Bochorno- Ein schwüler Wind, bzw. generell schwüles Wetter im Ebrotal. Es handelt sich meist um eine Schirokkolage.

Bora- Ein kalter Fallwind an der Daltmatinischen Küste im Winter, wenn kalte Kontinentalluft die Adria erreicht. Sie ist sehr stürmisch und böig. Die Böen erreichen manchmal 100 Knoten. Man unterscheidet zwischen zyklonaler (Teifdruck) Bora (bora scura=schwarze Bora) mit Wolken und Regen sowie antizyklonaler (Hochdruck) Bora (bora chiara=weiße Bora). Die antizyklonale Bora ist an der Küste sehr intensiv, erstreckt sich aber nur über eine kurze Distanz auf See hinaus. Die kritische Geländeneigung für das Auftreten von Bora liegt bei 1:100.

Cers- Name für den Mistral in Katalonien, Narbonne und in Teilen der Provence. Er ist im Winter kalt, im Sommer warm. Die Böen erreichen oft 10 Bft.
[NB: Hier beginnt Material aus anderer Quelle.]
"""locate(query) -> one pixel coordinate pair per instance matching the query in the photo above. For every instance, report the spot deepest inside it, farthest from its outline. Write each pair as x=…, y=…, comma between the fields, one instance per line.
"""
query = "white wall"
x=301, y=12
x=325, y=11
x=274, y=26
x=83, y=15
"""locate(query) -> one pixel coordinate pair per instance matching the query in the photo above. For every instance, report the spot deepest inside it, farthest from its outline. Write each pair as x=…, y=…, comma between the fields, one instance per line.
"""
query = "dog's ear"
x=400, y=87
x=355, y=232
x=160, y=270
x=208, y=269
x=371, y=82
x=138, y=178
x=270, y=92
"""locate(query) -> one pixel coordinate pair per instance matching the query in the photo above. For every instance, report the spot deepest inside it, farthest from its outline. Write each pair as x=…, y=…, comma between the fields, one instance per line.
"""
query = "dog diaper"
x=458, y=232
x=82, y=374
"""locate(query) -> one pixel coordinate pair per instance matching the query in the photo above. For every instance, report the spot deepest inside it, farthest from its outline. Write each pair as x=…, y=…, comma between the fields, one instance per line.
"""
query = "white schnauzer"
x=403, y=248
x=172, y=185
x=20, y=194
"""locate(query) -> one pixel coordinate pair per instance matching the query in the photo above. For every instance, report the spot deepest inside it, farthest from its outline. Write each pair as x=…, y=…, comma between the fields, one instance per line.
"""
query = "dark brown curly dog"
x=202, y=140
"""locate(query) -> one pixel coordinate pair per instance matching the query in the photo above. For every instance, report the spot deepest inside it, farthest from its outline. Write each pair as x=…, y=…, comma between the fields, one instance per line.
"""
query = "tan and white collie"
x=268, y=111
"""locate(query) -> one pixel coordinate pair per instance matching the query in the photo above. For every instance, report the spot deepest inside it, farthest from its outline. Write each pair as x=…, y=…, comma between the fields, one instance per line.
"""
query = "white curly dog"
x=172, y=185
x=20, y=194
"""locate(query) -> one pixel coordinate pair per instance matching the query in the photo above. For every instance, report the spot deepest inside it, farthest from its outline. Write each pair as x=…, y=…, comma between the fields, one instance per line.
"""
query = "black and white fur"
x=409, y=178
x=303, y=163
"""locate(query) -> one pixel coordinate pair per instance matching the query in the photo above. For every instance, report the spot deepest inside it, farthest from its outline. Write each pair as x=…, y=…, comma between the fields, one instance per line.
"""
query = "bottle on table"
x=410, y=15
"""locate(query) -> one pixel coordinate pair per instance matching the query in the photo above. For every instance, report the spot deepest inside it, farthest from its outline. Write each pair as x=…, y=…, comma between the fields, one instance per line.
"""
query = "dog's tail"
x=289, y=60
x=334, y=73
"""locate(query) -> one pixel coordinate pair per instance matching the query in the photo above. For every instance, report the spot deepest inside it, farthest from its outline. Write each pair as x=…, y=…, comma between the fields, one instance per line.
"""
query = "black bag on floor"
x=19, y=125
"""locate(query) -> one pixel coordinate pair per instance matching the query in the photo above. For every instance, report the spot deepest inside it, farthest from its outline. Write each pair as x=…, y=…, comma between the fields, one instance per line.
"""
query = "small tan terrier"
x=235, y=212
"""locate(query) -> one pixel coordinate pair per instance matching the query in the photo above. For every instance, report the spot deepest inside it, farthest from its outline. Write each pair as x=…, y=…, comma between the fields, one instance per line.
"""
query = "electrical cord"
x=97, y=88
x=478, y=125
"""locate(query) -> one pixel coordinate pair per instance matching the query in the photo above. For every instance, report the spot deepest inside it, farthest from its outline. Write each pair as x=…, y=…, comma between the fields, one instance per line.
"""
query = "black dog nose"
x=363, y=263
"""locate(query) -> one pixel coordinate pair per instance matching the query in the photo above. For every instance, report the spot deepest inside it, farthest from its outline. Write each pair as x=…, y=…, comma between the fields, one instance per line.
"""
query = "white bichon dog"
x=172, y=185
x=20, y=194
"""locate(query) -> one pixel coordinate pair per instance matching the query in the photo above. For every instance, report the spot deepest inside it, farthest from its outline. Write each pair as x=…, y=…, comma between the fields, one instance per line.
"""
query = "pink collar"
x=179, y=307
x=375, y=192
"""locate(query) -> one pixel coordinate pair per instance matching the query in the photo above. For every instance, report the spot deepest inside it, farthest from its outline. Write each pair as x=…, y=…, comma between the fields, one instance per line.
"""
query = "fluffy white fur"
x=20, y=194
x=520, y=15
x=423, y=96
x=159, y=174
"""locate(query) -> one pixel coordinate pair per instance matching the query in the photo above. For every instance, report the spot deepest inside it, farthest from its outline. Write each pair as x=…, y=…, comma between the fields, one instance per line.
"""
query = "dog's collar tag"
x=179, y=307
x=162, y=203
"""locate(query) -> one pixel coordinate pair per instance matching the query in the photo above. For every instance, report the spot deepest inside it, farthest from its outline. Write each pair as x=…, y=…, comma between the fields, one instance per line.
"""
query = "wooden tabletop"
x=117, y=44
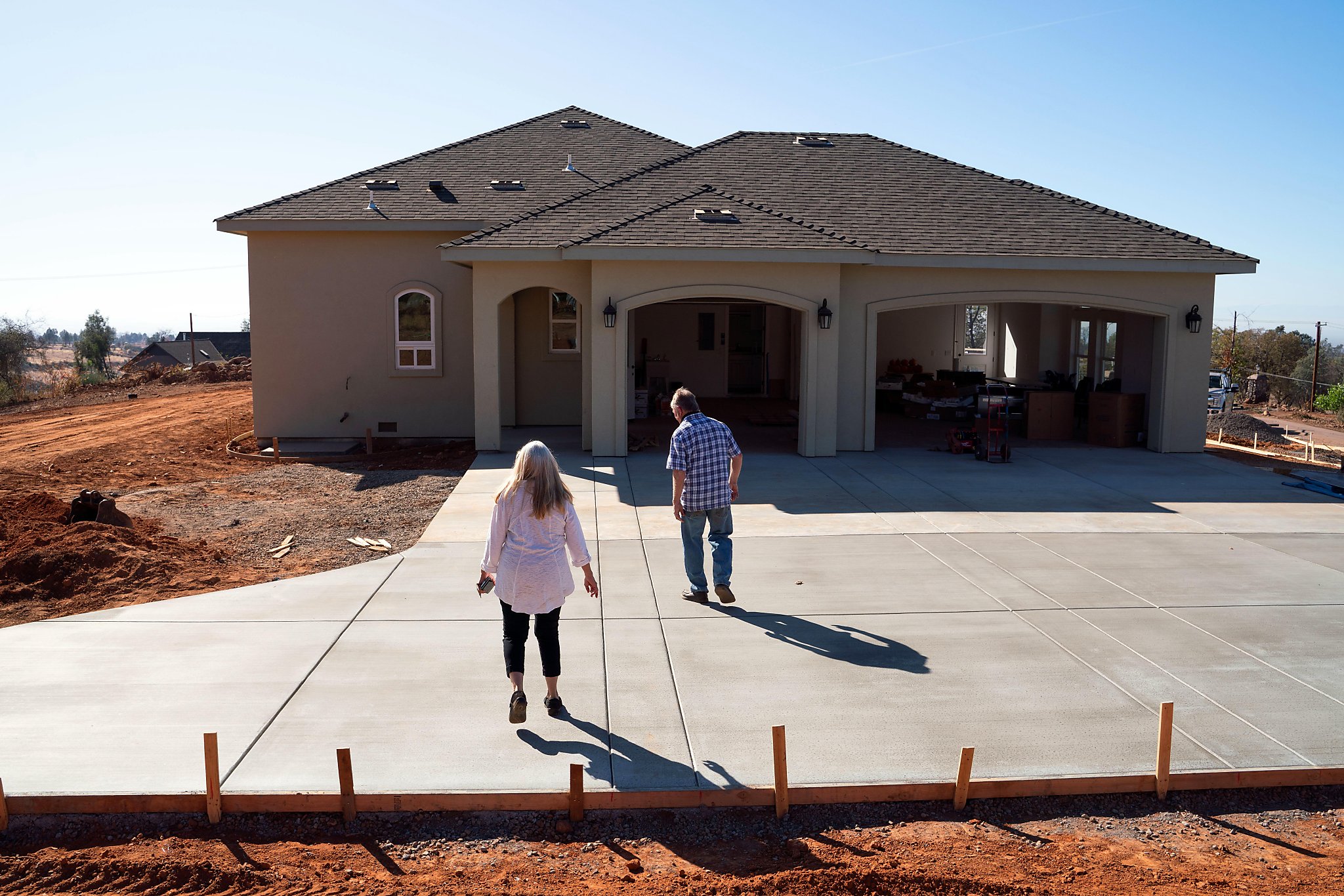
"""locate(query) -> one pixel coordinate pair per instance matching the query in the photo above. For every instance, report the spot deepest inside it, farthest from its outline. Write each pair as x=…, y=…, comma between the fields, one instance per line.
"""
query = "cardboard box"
x=1050, y=415
x=1116, y=419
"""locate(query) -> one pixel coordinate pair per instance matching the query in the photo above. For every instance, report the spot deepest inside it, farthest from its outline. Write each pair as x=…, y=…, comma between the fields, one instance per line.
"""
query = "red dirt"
x=1230, y=843
x=51, y=569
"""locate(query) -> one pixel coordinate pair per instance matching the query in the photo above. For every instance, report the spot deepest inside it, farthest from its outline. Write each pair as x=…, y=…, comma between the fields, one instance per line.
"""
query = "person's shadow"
x=627, y=765
x=841, y=642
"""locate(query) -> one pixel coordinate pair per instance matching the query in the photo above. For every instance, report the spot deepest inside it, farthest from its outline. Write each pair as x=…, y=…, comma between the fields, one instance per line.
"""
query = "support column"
x=486, y=370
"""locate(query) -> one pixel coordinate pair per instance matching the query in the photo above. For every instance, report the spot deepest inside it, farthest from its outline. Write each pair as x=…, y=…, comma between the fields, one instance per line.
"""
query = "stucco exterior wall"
x=322, y=333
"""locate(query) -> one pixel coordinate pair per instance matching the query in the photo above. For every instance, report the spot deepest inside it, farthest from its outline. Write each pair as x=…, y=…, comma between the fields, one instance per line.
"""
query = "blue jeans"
x=721, y=546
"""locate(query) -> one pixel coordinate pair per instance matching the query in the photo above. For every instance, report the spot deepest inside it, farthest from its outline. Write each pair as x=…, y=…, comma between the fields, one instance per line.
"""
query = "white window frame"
x=965, y=321
x=551, y=323
x=415, y=347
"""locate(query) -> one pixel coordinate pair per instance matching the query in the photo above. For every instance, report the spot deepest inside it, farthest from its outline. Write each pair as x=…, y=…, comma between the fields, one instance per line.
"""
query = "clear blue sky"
x=128, y=128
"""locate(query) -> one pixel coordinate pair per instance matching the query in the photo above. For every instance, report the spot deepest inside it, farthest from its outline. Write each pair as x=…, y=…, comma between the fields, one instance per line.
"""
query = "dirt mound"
x=1244, y=426
x=89, y=566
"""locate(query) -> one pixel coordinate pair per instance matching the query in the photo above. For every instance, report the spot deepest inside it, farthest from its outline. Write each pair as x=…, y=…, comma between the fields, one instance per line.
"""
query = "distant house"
x=174, y=354
x=229, y=344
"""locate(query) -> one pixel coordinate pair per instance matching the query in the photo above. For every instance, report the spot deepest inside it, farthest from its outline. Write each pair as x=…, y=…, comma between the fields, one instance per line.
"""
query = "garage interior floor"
x=892, y=607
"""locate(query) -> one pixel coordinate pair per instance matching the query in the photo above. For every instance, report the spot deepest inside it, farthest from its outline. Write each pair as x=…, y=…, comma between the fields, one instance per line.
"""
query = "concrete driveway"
x=892, y=607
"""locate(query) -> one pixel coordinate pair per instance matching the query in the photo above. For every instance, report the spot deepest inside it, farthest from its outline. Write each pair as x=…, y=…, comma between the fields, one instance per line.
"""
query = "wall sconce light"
x=824, y=316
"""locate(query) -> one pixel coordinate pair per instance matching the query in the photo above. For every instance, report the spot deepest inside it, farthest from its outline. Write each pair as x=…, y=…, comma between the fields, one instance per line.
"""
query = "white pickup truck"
x=1221, y=390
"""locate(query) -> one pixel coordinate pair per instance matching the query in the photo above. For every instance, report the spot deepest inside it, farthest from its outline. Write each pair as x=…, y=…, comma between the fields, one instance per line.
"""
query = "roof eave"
x=379, y=225
x=1072, y=262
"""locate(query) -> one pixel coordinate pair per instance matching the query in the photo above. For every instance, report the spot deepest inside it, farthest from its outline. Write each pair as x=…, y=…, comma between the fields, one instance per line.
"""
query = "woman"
x=524, y=559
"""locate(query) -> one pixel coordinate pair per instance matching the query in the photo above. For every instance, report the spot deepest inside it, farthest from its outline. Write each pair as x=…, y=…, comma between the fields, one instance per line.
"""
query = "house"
x=174, y=354
x=547, y=272
x=230, y=344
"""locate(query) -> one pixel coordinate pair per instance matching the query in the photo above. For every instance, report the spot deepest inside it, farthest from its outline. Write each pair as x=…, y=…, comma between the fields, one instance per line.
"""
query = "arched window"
x=417, y=331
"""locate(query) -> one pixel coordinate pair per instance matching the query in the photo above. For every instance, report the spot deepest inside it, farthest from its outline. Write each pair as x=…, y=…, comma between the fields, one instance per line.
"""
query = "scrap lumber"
x=1164, y=750
x=781, y=773
x=213, y=804
x=347, y=783
x=963, y=789
x=576, y=794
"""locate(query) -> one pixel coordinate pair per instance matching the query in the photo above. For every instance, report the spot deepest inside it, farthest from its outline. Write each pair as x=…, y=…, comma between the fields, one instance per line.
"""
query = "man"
x=706, y=464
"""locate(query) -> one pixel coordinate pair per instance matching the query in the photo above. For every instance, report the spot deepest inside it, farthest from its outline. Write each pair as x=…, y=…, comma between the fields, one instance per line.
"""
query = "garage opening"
x=740, y=356
x=1058, y=373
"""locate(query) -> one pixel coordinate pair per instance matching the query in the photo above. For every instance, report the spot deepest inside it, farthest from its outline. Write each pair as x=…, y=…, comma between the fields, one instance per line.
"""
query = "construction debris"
x=373, y=544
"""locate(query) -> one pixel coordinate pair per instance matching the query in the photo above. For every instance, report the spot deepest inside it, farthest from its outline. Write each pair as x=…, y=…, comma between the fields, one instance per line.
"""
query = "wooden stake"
x=576, y=792
x=213, y=809
x=781, y=773
x=347, y=785
x=959, y=798
x=1164, y=748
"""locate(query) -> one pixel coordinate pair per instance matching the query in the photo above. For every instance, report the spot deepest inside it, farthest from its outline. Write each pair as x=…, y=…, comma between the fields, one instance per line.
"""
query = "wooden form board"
x=559, y=801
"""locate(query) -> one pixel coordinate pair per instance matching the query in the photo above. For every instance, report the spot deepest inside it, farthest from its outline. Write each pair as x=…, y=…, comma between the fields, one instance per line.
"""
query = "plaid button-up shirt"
x=705, y=449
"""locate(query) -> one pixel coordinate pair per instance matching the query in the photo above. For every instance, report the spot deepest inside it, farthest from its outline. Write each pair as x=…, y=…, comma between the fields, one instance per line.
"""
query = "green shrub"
x=1332, y=401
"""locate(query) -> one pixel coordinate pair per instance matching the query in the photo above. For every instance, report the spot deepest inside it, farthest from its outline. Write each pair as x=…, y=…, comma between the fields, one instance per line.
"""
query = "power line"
x=136, y=273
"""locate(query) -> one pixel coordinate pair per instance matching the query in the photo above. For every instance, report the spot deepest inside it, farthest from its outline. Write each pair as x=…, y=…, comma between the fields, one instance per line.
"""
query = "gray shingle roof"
x=531, y=151
x=870, y=191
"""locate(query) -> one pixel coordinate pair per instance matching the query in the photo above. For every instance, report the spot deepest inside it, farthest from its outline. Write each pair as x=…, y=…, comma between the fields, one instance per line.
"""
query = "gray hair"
x=684, y=399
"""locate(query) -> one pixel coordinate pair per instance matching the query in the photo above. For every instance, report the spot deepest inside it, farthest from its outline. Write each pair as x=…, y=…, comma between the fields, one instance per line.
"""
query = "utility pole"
x=1316, y=363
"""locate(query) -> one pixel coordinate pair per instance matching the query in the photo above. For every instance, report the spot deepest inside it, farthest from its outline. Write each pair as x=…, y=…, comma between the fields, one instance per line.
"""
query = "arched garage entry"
x=814, y=359
x=1014, y=338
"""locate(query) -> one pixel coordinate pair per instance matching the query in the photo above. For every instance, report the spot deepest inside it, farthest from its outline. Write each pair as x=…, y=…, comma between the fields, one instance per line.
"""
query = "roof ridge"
x=601, y=230
x=450, y=146
x=793, y=219
x=1076, y=201
x=605, y=184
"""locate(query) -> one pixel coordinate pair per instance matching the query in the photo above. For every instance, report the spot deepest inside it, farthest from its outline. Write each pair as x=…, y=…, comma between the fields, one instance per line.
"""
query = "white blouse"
x=527, y=555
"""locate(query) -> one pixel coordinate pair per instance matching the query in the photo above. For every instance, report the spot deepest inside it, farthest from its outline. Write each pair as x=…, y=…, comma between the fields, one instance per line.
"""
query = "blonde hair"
x=536, y=464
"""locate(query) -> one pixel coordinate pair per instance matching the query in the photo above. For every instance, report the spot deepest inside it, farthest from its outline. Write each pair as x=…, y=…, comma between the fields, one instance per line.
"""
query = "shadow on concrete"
x=841, y=642
x=625, y=765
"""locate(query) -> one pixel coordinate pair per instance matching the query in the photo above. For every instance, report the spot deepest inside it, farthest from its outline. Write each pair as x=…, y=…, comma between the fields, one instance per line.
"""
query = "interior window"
x=977, y=329
x=1108, y=350
x=1082, y=348
x=414, y=331
x=565, y=323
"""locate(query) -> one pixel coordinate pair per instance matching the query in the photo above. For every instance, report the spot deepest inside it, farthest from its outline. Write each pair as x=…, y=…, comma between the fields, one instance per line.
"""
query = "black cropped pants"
x=547, y=628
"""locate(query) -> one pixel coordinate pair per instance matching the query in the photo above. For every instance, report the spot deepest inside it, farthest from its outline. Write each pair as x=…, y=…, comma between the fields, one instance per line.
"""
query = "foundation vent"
x=717, y=215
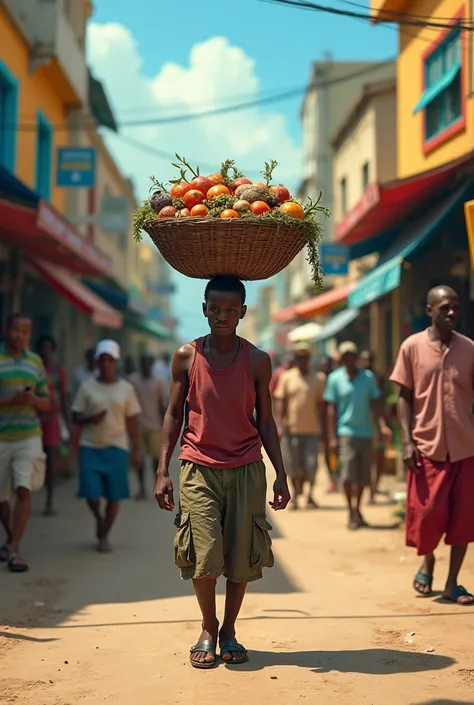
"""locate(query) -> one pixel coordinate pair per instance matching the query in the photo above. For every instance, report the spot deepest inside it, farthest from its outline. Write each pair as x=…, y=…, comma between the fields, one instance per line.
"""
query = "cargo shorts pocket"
x=183, y=541
x=261, y=555
x=38, y=473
Der Himmel ist fast immer klar und die Luft relativ trocken. Ein ähnlicher nördlicher Wind in Spanien wird Cierzo genannt.

Chili- Ein warmer trockener Fallwind in Tunesien, ähnlich dem Schirokko. In Südalgerien wird er Chichili genannt.

Chortiatis- In der Bucht von Saloniki vom Gebirgsstock der Chalkidike herabwehende Fallwind.

Cierzo- Spanische Bezeichnung für den Mistral im unteren Ebrotal. Er tritt hauptsächlich im Herbst und im frühen Winter auf. Vergleiche Cers.

Contrastes- In der Straße von Gibraltar und im Alboranmeer auf kurze Distanz entgegengesetzte Winde, oft von Gewittern, Regenböen und Windhosen begleitet.

Criador- In Spanien regenbringender Westwind, dessen Name wohl von creator=Erzeuger stammt und damit auf die Erhöhung der Bodenfruchtbarkeit hinweist.

Emvatis, Embatis, Batis- Täglicher Seewind in der warmen Jahreszeit an den Küsten Griechenlands.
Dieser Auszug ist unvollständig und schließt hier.